We are looking for an SRE, experienced in distributed systems, Kubernetes & microservices to join our Applications team. The team focuses on providing tooling to enrich the core Hazelcast Platform, making it easier to use, scale and provide greater functionality. Ensuring solutions to meet the most demanding customer needs.
Day to day, you’ll be leveraging your solid engineering fundamentals with a focus on performance, consistency, resilience and scale, bringing your passion for solving difficult problems to help realize the product vision.
Your role as a SRE is crucial in ensuring that Hazelcast Platform meets business objectives, is robust and scalable, and is depended upon by customers for mission-critical implementations.
WHAT YOU’LL DO
Keep Hazelcast cloud-based production systems running smoothly 24/7/365
- Design and Development:
- Design, develop, and maintain our cloud infrastructure to support both our end user management center and microservice based platform
- Implement new solutions using AWS and terraform, improving scalability, throughput, and reliability.

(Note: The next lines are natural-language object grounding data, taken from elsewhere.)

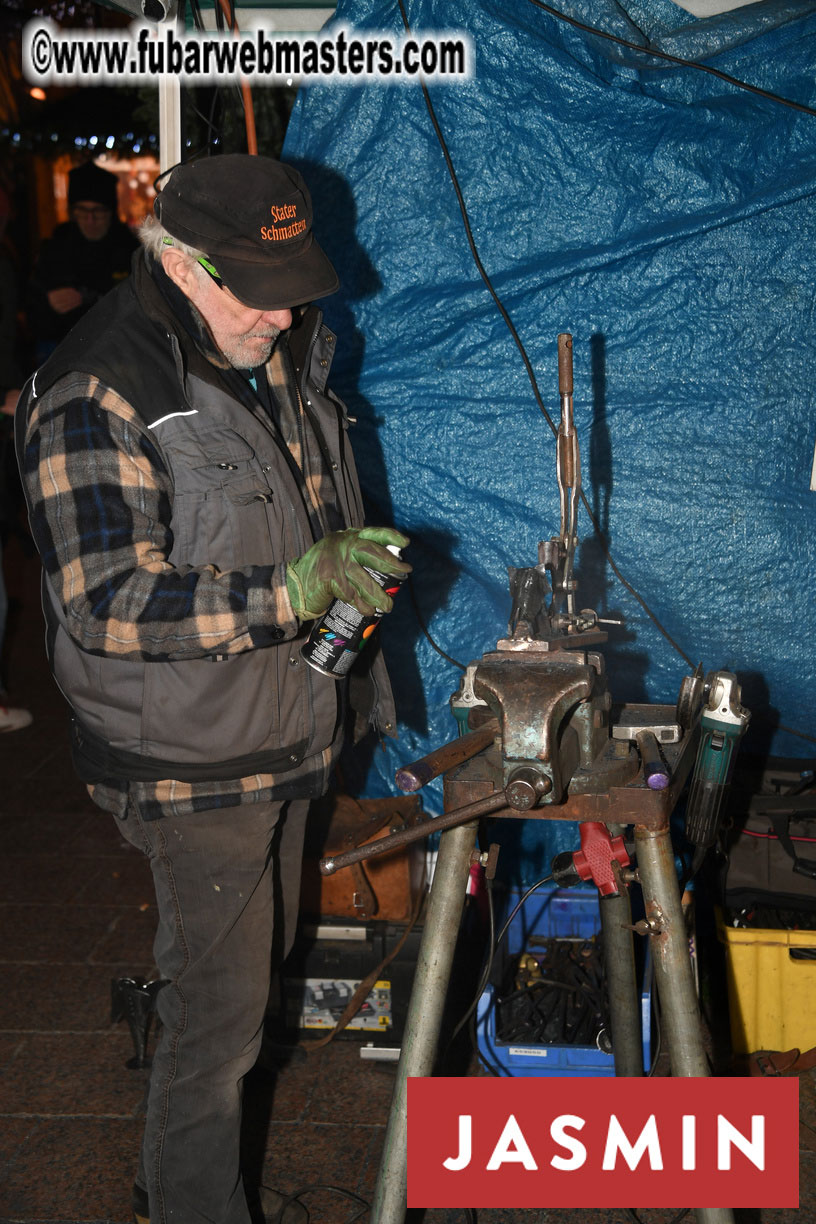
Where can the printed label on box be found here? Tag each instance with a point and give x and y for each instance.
(318, 1003)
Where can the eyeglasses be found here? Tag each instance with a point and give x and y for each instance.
(212, 272)
(89, 213)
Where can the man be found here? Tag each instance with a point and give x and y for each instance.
(83, 258)
(195, 502)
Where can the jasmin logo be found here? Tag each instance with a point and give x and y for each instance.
(279, 233)
(602, 1142)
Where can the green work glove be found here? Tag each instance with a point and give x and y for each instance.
(334, 568)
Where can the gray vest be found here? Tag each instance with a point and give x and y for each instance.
(236, 503)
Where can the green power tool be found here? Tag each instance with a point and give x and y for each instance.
(722, 726)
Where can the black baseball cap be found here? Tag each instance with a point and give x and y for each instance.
(252, 218)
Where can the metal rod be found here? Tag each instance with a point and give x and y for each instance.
(622, 984)
(405, 836)
(669, 941)
(412, 777)
(673, 972)
(423, 1020)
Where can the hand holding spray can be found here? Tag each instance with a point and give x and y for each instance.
(343, 632)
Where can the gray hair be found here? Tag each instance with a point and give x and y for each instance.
(155, 239)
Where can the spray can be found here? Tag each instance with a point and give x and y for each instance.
(341, 632)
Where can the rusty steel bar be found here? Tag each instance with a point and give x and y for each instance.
(412, 777)
(423, 1020)
(439, 824)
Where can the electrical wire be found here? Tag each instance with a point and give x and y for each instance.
(673, 59)
(493, 946)
(296, 1197)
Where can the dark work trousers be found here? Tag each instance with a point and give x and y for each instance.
(228, 888)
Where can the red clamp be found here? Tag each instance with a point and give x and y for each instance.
(595, 858)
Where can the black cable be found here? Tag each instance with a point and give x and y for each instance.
(672, 59)
(675, 1219)
(365, 1206)
(425, 628)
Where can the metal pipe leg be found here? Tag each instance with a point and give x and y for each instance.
(423, 1018)
(622, 984)
(673, 972)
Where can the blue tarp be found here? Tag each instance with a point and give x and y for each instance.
(666, 218)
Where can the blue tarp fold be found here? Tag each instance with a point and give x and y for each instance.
(662, 216)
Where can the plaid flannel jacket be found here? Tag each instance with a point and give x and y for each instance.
(100, 502)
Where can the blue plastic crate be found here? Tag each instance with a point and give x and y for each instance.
(559, 913)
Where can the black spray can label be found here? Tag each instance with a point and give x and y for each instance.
(343, 632)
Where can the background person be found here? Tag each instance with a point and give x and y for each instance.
(82, 261)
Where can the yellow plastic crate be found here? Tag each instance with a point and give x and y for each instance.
(771, 990)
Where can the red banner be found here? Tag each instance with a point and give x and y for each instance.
(603, 1142)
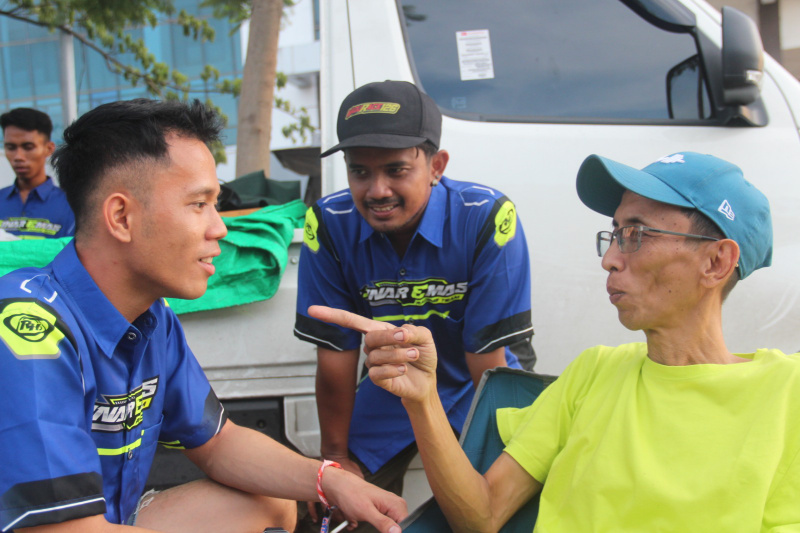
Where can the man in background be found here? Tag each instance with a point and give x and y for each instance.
(33, 207)
(404, 243)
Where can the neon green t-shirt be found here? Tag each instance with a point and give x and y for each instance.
(625, 444)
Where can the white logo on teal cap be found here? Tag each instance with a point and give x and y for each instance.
(726, 209)
(675, 158)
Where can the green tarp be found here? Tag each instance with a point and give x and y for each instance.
(254, 256)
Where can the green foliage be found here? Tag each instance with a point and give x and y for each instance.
(103, 26)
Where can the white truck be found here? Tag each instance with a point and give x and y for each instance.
(528, 89)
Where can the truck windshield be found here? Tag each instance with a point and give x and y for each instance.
(550, 61)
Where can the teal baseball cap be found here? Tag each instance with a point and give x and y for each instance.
(711, 185)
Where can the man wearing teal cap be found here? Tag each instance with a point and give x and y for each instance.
(675, 434)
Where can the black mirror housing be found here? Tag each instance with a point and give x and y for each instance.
(742, 58)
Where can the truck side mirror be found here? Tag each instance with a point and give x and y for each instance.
(742, 58)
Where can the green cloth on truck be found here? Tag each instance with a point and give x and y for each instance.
(254, 256)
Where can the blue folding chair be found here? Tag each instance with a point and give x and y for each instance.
(500, 387)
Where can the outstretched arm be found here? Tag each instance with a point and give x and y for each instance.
(403, 361)
(252, 462)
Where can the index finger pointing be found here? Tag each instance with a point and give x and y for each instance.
(347, 319)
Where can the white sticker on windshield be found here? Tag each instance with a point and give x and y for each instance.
(474, 55)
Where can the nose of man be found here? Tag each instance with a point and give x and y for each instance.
(217, 229)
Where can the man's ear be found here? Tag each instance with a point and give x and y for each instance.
(119, 212)
(722, 261)
(439, 163)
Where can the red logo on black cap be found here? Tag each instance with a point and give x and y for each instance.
(389, 108)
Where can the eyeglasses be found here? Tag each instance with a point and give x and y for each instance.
(629, 238)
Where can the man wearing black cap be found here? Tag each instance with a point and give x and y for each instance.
(675, 434)
(406, 244)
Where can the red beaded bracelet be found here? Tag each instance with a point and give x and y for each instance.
(320, 492)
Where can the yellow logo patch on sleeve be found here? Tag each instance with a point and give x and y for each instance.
(505, 223)
(310, 231)
(29, 331)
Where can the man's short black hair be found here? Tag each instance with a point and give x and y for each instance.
(702, 225)
(27, 119)
(121, 133)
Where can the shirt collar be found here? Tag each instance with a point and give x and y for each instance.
(105, 323)
(43, 190)
(431, 227)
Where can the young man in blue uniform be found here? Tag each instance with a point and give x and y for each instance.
(94, 366)
(406, 244)
(677, 433)
(32, 208)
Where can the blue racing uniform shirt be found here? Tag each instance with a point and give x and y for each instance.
(465, 276)
(86, 396)
(45, 213)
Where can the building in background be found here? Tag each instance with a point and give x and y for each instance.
(31, 73)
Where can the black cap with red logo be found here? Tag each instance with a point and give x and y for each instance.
(387, 114)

- Support and manage our Keycloak IDP ensuring it provides appropriate security while meeting the needs of the development team
- Implement security measures to protect data integrity and confidentiality, including encryption, access control, and compliance with relevant regulations.
- Work with our operations team to maintain our SOC2 & ISO27001 compliance, and keeping our environment secure
- Monitor the system for performance issues, errors, and potential failures, and implement maintenance procedures such as backups, data recovery, and disaster recovery plans.
- Troubleshoot issues related to data storage, including performance bottlenecks, data corruption, or compatibility issues with other software components.
- Collaborate with cross-functional teams, including software developers, architects, and product managers, to ensure the effective integration and operation of the components within the overall software infrastructure.
- Document design decisions, implementation details, and operational procedures to facilitate collaboration among team members and ensure the maintainability of the system.
- Stay updated with the latest developments in storage technologies, Java programming language, and software engineering best practices, and apply this knowledge to improve existing storage systems and develop new solutions.
- Be part of our on-call rotation to respond to availability incidents and work with support and engineers on customer incidents
WHAT YOU HAVE
Experience of distributed systems, Kubernetes & microservices
- Infrastructure as Code (Terraform)
- Modern devops stack (K8s, Prometheus, Grafana, Opentelemetry, ArgoCD, helm)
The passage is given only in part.